Thirteen-year-old Juan Zumaya, also a Glade Haven resident and student at Lexington Middle School, stayed with his family at Germain Sunday night. He would exchange all the coffee, cereal and sandwiches he enjoyed just to have his grandmother’s purse returned. It went missing sometime Sunday night, with money, her identification and prescription medication.
“There were a lot of people, but it wasn’t crowded,” said Zumaya.
At South Fort Myers High School, another first-time shelter and brand-new construction, those in need of shelter slept in hallways and the gymnasium and relived high school days by eating in the cafeteria.

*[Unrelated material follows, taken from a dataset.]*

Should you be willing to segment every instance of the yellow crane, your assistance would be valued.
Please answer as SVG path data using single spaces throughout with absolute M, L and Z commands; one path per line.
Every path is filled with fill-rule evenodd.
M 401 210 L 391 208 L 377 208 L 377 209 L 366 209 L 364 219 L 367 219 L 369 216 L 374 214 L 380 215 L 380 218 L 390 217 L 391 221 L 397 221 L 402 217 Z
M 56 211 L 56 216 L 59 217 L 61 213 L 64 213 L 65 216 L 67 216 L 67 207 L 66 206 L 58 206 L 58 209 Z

Principal Tommy O’Connell, who slept in his office with his two dogs, said on Wednesday morning that the school was spotless, ready to accept students when Lee County schools reopen next week. He reported no incidents of criminal activity or flare-ups. He and the Lee County EOC and the Red Cross ran the ship right, he said.
Thad Bowerman served as the Red Cross shelter manager at the high school, working three straight days and managing three hours of sleep.
“That was like riding it out in an aircraft carrier,” said Bowerman about the building’s resistance to the storm. “That place is a bunker.”
Bowerman explained that his Red Cross crew left the heavy-duty cleaning requiring elbow grease to school department cleaning professionals. Their job as volunteers is to manage shelters, care for disaster survivors, and the injured and elderly, not so much the bucket and rag end of things.
“I’m doing this as a volunteer. Taking vacation time,” said Bowerman.
A spokesperson for Lee County Red Cross, Jody Van Cooney, said nothing “out of the ordinary” occurred at Germain, the YMCA and South Fort Myers High.